Neopoet AI (premium) [2025-04]

The below is a computer-generated response from Neo, Neopoet’s AI:

This poem explores themes of loss, disillusionment, and resignation, using the autumn season as a metaphor for decline or endings. The structure is consistent, with short stanzas and a regular rhythm that mirrors the poem’s somber tone. The use of exclamation marks adds emotional intensity, though their frequency may risk diminishing their impact; selective use could heighten key moments.

The poem employs direct language, which communicates the speaker’s despair and sense of powerlessness. Lines such as “I’ll choke upon / life’s bitter cast” and “No longer clutch / the same desires!” convey a strong emotional state, though some imagery remains abstract. More concrete or sensory details could deepen the reader’s engagement and distinguish the poem from more general expressions of sorrow.

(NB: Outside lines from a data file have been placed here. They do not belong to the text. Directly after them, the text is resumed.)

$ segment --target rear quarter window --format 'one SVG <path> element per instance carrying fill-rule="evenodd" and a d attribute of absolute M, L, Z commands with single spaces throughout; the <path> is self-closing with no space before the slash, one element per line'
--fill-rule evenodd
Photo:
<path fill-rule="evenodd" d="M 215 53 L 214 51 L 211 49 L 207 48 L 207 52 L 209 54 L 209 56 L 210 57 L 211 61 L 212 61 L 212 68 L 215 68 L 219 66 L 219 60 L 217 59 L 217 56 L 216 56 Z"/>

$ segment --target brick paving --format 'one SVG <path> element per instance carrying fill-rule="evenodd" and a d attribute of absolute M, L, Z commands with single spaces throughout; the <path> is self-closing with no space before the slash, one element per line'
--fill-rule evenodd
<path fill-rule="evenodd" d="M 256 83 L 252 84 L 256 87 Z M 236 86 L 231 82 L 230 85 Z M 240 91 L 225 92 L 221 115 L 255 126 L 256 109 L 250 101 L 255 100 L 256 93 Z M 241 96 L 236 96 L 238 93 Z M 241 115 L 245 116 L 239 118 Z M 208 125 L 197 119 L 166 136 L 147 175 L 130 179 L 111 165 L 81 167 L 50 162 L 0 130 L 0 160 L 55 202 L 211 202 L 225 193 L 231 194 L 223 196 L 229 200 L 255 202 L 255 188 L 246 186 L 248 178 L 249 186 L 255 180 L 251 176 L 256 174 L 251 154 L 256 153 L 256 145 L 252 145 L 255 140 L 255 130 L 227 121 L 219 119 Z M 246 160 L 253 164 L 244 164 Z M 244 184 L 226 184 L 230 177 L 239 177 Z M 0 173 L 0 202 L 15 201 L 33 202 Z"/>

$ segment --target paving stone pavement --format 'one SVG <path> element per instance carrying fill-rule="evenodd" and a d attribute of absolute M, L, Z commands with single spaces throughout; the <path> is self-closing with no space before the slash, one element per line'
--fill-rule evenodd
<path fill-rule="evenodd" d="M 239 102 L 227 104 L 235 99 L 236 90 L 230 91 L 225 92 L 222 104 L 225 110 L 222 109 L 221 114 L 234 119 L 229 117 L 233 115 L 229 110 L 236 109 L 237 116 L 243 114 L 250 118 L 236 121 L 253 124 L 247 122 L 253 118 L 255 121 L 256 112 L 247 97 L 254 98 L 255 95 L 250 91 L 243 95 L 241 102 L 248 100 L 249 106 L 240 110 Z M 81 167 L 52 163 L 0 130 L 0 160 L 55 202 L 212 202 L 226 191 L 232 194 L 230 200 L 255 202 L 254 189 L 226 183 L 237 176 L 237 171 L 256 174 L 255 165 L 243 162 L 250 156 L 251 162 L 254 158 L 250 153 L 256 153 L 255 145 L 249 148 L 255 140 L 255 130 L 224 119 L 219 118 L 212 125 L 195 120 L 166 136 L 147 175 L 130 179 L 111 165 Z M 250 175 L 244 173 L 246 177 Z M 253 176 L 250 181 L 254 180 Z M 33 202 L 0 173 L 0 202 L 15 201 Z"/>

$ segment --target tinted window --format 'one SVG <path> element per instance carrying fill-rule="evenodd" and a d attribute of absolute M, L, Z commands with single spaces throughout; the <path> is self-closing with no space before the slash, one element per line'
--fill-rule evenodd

The progression from external forces (“wind will rage”) to internal realizations (“Now I see / the truth of things”) is clear, but the poem’s narrative arc could be clarified further. The speaker’s transformation—from being held by “finite views” to relinquishing control—could be developed with more specificity. The phrase “not as King!” hints at lost power or status, which is intriguing, but the metaphor is not fully explored.

The final stanza returns to the theme of lost dreams and a significant “you,” suggesting a personal relationship as the source of the speaker’s grief. This emotional anchor could be introduced earlier or developed further to provide cohesion and depth.

Attention to punctuation and capitalization would improve clarity and consistency. For example, the line “I lie in bed. / and hope to die.” contains a period where a line break might suffice, and the lowercase “and” disrupts the flow.

Overall, the poem effectively conveys a mood of autumnal melancholy and existential loss. Greater specificity in imagery, careful punctuation, and a more developed narrative arc would strengthen its impact.